ZOOM

 「私」を「もうひとりの私」が見ていると初めて意識したのは、おそらく6、7歳頃だったと思います。当時、私は日曜日になると、クリスチャンである両親とともに教会に通っていました。何がきっかけだったのかは覚えていないのですが、ある日曜日、周りの大人や子どもたちが目を閉じて祈りを捧げている時、私は瞼を開き、彼らをつぶさに観察していました。それは神様という存在を少しも疑ったことがなかった私が、初めてその存在を疑った瞬間でもあったかと思います。そうした意識とともに「もうひとりの私」が教会の天井あたりから「私自身」を見下ろしていることに気づきました。「もうひとりの私」は、あなたの行為はとても恥ずかしいものだ、と糾弾するような眼差しを向けていたことを覚えています。

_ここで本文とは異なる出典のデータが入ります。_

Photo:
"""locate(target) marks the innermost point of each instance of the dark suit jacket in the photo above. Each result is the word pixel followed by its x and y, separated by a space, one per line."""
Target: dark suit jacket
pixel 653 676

 その頃から、熱心なクリスチャンである両親を裏切りたくないという「私」と、教会や神様の存在を否定する「もうひとりの私」をどのように統合していくかが一つの課題になりました。友人にも、先生にも、もちろん両親にも言えず(その代わり態度や行動に出て困惑させた)、ずいぶんと悶々とした記憶があります。分裂していく私とどのように折り合いをつけていくのか。知識や経験不足だけでなく、相談する人もいなかった私は、社会や世界を俯瞰して見ることができる年齢になるまで苦しんだ記憶があります。

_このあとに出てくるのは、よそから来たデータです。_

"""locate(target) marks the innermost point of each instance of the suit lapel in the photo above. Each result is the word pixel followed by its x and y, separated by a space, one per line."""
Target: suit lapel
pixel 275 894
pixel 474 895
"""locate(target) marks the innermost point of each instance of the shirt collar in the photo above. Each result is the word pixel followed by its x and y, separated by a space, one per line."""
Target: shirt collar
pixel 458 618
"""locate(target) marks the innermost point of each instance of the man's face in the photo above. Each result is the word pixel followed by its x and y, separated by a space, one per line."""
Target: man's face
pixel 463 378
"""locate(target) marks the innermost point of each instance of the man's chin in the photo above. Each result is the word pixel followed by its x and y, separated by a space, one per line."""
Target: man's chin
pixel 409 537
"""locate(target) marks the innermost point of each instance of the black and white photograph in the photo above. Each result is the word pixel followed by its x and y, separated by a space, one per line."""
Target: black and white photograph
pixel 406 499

 1069年、アポロ11号によって人類は初めて月に降り立ちました。それはちょうど宇宙開発競争が繰り広げられ、新たな視点を人類が脳にインストールした時期でもあります。私たち人類は地球という惑星を俯瞰して(言い換えると客観的な眼で)見るという視点を当たり前のものとして手にすることになりました。
 そのような視点によって大きく変化したことは、幼少期の私が経験したような「もうひとりの私」との統合のようなことであったのではないかと思います。地球という惑星を外部から見たことによって、私たち人類が行ってきた行為がいかに野蛮で恥ずかしいことだったのか、突きつけられたのではないかと。その反省を踏まえて、現代人は、戦争はもちろんのこと、地球の資源や環境破壊など惑星の共有財産=コモンという視点に立つ、という意識が前時代よりも確実に多くの人々の中で共有されるようになってきたような気がします。
 ハンガリー出身のイラストレーターであるイシュトバン・バンニャイの『ZOOM』は私たちの暮らしを、連続するズームアウト・ズームインで描いた絵本で、まさに「もうひとりの私」の視点を絵本の世界に与えた作品だと思います。鶏のトサカから始まった視点は少しづつズームアウトしていき、空に、そして最後には宇宙から見た地球へと俯瞰した視点に繋がっていきます。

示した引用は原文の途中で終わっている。